Dans cette nouvelle stabulation, fini les pots trayeurs, le pipeline arrive. Avec le temps, Jean-Marc agrandit le foncier pour arriver à 53 ha, en reprenant aussi une partie de la ferme de son cousin (11 ha et bâtiments) à 4 km. Dans les années 2000, il allonge la stabulation et réalise les logettes. Dix ans après, il l’allonge encore et intègre un racleur hydraulique.

Avec l’arrivée du robot, il passe à des racleurs à câble, « moins dangereux pour les vaches». Son père n’imaginait pas les vaches en liberté dans le bâtiment. Jean-Marc n’a pas hésité à sauter le pas très rapidement. À ce moment-là, elles ont arrêté de sortir, malgré son idée de départ. « J’avais quand même prévu une porte de pâturage et je l’ai revendue. Finalement, je ne voulais pas aller chercher les vaches et surtout leur faire traverser la route, mine de rien assez passante. » Il livre son lait à Sodiaal, à travers la coopérative Volcalis (lait de consommation).

Un parcellaire restreint
Ici, la question du parcellaire est cruciale. En effet, le dénivelé est important et seulement une cinquantaine d’hectares sont disponibles pour l’alimentation des vaches. Seules les génisses et les taries pâturent en valorisant les parcelles en pente du 15 avril au 15 novembre. Avant l’arrivée du robot de traite, les vaches pâturaient la nuit, en été, et la journée, au printemps. Toute la production d’ensilage de maïs et d’herbe est autoconsommée. «Mon père produisait du maïs avec un indice de précocité de 170. Aujourd’hui, je travaille avec du maïs de 340 et je vois des gens faire du maïs à 1 100 m d’altitude, alors que nous, à 650 m, nous étions dans une altitude limite à l’époque pour cultiver cette plante», explique Jean-Marc Brunhes.

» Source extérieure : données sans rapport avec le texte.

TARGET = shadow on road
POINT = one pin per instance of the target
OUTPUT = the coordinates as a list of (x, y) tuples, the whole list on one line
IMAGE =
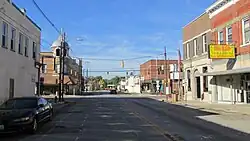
[(185, 116), (190, 116)]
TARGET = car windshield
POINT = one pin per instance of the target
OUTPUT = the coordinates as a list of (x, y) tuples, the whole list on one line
[(19, 104)]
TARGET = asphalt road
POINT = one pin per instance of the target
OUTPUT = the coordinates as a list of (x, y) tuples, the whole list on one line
[(115, 118)]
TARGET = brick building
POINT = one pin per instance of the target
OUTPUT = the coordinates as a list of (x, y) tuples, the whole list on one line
[(51, 68), (196, 38), (154, 70), (19, 50), (230, 24)]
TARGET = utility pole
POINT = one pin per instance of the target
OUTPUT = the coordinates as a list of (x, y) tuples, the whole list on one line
[(80, 75), (63, 62), (166, 64), (39, 65)]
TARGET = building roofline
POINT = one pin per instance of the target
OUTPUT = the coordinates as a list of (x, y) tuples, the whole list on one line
[(26, 16), (194, 19)]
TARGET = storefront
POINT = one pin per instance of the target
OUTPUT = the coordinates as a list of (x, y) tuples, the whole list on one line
[(231, 86)]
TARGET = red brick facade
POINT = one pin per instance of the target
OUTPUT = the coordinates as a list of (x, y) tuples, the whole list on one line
[(232, 16), (149, 70)]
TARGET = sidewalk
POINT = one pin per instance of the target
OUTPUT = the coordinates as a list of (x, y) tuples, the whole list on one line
[(242, 109)]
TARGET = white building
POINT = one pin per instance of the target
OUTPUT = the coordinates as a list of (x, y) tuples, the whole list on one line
[(196, 38), (19, 49)]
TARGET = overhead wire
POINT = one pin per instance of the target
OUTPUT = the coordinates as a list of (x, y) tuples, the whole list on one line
[(46, 17), (35, 39)]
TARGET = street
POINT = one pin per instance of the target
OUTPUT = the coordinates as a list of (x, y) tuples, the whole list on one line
[(114, 118)]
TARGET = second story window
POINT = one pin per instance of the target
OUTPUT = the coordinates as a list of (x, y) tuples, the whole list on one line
[(195, 47), (204, 43), (221, 37), (189, 80), (44, 68), (246, 30), (34, 50), (188, 55), (229, 35), (26, 48), (20, 44), (13, 39), (5, 35)]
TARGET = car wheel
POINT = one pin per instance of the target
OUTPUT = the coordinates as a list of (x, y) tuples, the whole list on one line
[(33, 127)]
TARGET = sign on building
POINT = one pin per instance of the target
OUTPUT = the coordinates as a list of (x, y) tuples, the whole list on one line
[(217, 51)]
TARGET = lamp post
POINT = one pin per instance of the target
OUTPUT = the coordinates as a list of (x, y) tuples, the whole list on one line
[(38, 65)]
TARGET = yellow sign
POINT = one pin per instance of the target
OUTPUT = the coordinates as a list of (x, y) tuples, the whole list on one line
[(221, 51)]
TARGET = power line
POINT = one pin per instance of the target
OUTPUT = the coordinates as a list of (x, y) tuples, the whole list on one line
[(52, 24)]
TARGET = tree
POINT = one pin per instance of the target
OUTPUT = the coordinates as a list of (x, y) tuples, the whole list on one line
[(115, 81)]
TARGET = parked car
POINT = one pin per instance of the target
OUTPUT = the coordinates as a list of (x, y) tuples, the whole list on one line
[(24, 113), (113, 91)]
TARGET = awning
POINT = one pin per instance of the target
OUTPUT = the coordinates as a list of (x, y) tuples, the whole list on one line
[(228, 72)]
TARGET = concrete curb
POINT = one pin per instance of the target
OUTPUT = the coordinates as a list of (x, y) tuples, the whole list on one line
[(215, 110)]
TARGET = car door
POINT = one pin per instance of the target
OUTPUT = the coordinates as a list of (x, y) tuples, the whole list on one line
[(41, 110)]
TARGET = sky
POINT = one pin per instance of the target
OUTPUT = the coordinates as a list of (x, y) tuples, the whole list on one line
[(119, 29)]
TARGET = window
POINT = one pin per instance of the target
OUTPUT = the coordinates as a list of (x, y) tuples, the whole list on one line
[(188, 50), (13, 39), (44, 68), (34, 50), (195, 47), (58, 52), (246, 30), (189, 80), (205, 80), (20, 44), (26, 46), (229, 35), (11, 88), (221, 37), (5, 35), (204, 43)]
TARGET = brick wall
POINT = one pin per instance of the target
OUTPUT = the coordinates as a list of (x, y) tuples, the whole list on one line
[(233, 16)]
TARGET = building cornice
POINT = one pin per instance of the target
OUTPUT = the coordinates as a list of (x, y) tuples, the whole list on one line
[(219, 6)]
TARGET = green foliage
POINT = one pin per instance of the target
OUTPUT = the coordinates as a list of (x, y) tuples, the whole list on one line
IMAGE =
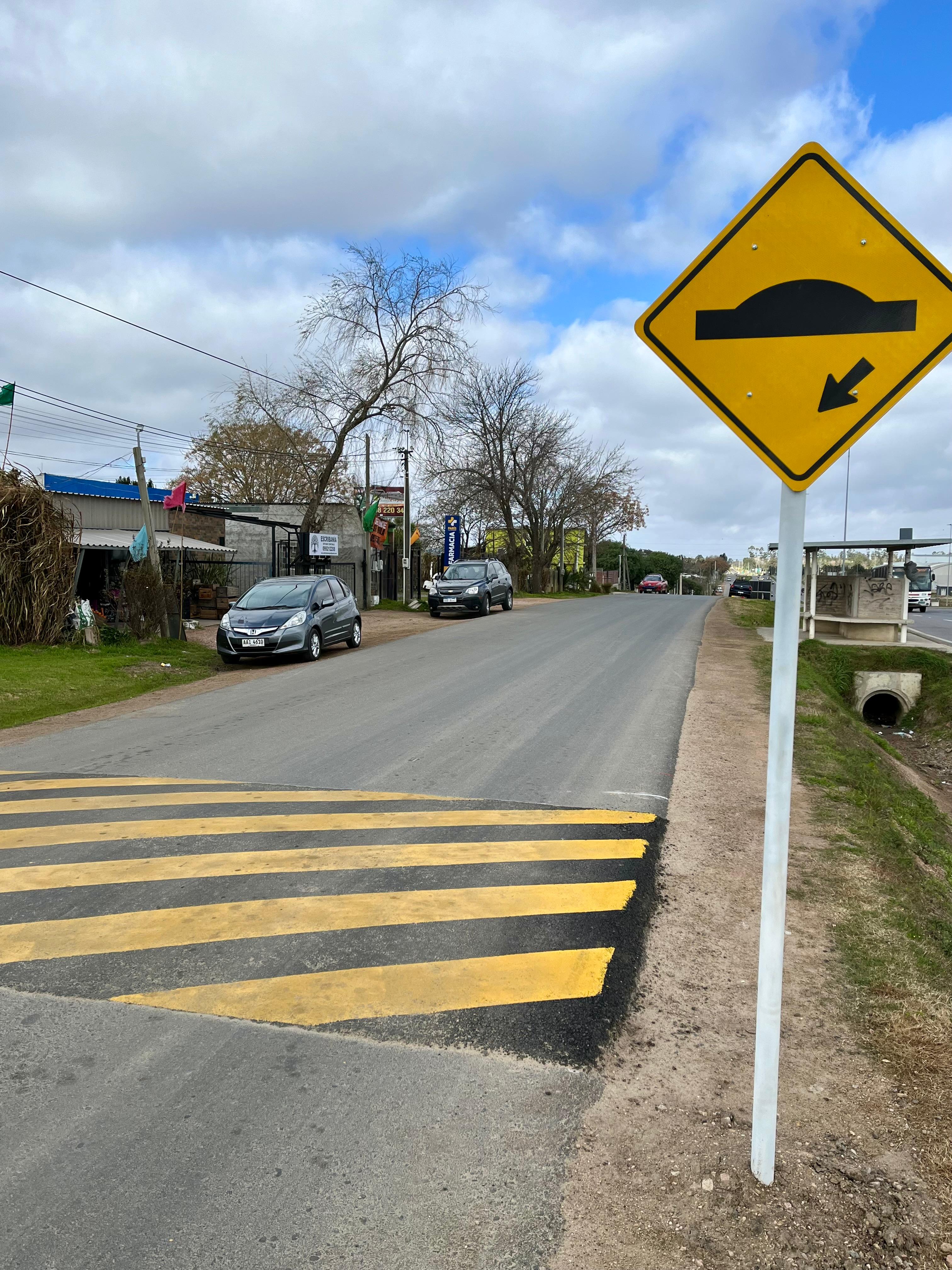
[(40, 681), (640, 563), (904, 940), (751, 613)]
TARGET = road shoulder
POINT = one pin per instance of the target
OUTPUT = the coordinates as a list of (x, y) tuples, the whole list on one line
[(662, 1175)]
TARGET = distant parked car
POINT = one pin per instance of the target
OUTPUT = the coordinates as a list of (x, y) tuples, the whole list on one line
[(471, 585), (290, 615)]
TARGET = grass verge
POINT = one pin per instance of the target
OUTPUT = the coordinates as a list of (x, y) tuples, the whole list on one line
[(888, 874), (38, 681), (751, 613)]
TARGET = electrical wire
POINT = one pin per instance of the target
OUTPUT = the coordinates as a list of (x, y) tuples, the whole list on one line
[(169, 340)]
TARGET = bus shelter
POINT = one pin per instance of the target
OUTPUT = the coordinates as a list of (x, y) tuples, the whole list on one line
[(866, 605)]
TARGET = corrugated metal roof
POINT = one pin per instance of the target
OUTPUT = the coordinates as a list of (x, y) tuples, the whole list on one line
[(166, 541), (105, 489)]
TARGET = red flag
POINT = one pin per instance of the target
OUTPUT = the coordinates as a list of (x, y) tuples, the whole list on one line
[(177, 498)]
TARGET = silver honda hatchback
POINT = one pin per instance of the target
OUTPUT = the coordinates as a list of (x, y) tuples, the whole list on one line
[(290, 615)]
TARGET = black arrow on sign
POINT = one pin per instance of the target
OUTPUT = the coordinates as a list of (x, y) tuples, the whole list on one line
[(837, 393)]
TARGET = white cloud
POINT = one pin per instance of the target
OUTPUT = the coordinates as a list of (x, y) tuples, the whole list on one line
[(196, 168)]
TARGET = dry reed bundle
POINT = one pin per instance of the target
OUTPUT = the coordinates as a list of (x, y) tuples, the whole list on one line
[(37, 563)]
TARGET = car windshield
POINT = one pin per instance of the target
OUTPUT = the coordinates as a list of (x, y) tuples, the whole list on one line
[(466, 571), (287, 593)]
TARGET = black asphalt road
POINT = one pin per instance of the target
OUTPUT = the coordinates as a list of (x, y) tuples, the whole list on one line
[(575, 703), (442, 999)]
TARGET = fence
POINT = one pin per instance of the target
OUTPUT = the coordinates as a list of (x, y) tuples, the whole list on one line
[(246, 573)]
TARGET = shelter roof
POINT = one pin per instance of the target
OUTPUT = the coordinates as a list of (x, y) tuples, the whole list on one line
[(874, 544), (75, 486), (117, 540)]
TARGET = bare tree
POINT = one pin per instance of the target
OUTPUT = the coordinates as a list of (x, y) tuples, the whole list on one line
[(379, 350), (473, 459), (610, 502)]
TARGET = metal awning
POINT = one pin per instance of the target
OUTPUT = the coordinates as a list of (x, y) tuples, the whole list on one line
[(120, 540), (875, 544)]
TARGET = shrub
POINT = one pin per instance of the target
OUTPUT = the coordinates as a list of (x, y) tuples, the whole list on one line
[(37, 563)]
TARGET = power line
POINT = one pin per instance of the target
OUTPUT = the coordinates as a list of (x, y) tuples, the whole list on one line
[(148, 331)]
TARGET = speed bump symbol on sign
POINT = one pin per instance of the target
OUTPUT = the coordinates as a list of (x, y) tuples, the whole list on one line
[(807, 319)]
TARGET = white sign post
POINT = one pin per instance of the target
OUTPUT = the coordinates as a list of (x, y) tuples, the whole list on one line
[(780, 776), (323, 544)]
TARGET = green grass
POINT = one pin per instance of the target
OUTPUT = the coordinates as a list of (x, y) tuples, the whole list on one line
[(751, 613), (37, 681), (904, 940), (885, 869)]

Il n’hésite pas à faire des dérobées dans les prairies les plus argileuses, à proximité de l’eau souvent. Ailleurs, le sol est plutôt schisteux. « Les dérobées me permettent d’assurer. Le mélange est composé de vesce (20 kg) et d’un mélange trèfle d’Alexandrie, trèfle incarnat et ray-grass anglais (20 kg). Je mélange avec le blé. Quoi qu’il arrive, si le blé ne prend pas, l’autre culture prendra le relais. Je suis sûr de réussir quelque chose», observe Jean-Marc.
Tout pour installer un jeune dans cinq ans
Côté fertilisation, ses sols présentent un fort taux de matière organique au point d’avoir choisi d’intégrer des biostimulants avec des algues marines. Il a repris le chaulage tous les deux ans car il avait perdu un point de pH, en l’arrêtant récemment, et surtout il a observé que la flore de ses parcelles se dégradait depuis que ses vaches ne sortaient plus.

«J’ai rajouté du phosphore et de l’azote en plus du lisier pour retrouver un équilibre. Avec l’arrivée du robot de traite, comme je garde mes vaches à l’intérieur, j’ai économisé presque la moitié de la quantité d’engrais chimique azoté.» Après toutes ces adaptations, aujourd’hui son projet est « d’installer un jeune ». « J’ai changé le télescopique. Je continue d’investir, d’améliorer la qualité du troupeau. Je n’ai pas baissé les bras. Je veux quelque chose de transmissible. Mais je reconnais que ne pas avoir de repreneur sera mon plus grand désespoir. J’ai monté une structure viable et vivable. Je lui laisserai tout. Je n’avais pas imaginé un Gaec, mais aujourd’hui je serais capable de le faire pour faciliter la transmission. Valentin, mon salarié, n’est pas prêt à reprendre. La gestion lui fait peur. Il n’est pas du tout papier et cela ne viendra pas. »

Dans cinq ans, l’heure de la retraite sonnera pour Jean-Marc, mais le montant de ses emprunts aura beaucoup diminué. Le robot de traite aura été absorbé en partie. Il est allé au bout de son idée.